> There is just no substitute for understanding how everything works. Great line...

lawnchair · on Nov 17, 2019

Agree 100%. I'm an SRE team of one and I'm looking for an additional team member. I've interviewed about a dozen people so far and one thing I've noticed is that a lot of young engineers do not know the basics. They really can't tell me how to log into a Linux box and troubleshoot. I think that's a shame. You really lose a lot of insight if you don't understand how the underlying pieces work.

cfors · on Nov 17, 2019

An interesting side-effect of having awesome tooling. When you have a service that is taking too much memory and can see directly on a Grafana dashboard that the reason your service keeps getting OOM'd because of too many Goroutines you can avoid even having to go into a box to debug.
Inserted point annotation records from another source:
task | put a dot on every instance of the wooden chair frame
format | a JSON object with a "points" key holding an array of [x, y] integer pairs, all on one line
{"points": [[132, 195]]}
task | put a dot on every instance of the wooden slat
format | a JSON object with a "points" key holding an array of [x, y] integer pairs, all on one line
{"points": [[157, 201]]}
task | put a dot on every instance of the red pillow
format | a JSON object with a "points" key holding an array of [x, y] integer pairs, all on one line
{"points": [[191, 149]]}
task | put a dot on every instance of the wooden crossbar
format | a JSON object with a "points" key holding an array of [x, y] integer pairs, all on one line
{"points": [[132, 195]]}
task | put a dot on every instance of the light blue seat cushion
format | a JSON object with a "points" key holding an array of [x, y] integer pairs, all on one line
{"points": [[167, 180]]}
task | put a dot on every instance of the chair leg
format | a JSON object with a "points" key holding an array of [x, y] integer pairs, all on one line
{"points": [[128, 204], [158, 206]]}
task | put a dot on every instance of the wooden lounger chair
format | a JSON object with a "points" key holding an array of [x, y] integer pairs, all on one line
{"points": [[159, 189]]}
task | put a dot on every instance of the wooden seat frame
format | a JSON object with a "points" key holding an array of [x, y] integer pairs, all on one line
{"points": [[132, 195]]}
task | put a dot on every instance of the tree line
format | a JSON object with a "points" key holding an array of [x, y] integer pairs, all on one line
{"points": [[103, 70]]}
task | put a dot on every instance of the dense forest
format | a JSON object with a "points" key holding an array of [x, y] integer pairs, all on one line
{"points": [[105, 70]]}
When I used to be on call, I remember very distinctly an incident where there was a ton of restarts on containers for a set of nodes (This was on K8s, so not immediately obvious). The operations team mentioned to me that in the logs (K8s logs here) there was a lot of errors being generated along the lines of "Discovery failing, restarting".

I asked if we had a tcpdump if we could see what was happening, and the answer I got was "There is no tcpdump in our container." Meaning that we didn't have the binary in the actual container image.

For anyone with any knowledge of Kubernetes, you know that you can easily just SSH to the machine running the pod, get the current port it's being ran on and then run a tcpdump on there. However, the fact that all of this couldn't be tied together to come up with a tcpdump to understand that caused this issue to persist for an extra 3 hours when the issue was a flapping NIC that was misconfigured.

Without understanding how your systems actually work under the hood, you will be running them with your hands tied. It's not good enough to understand one abstraction, you need to be prepared at anytime to peel back the layers of abstraction and get your hands dirty in a different layer.

t34543 · on Nov 17, 2019

Even worse I joined a new company in a senior technical role and it’s seen as a negative that I prefer ssh/strace/tcpdump to debug problems.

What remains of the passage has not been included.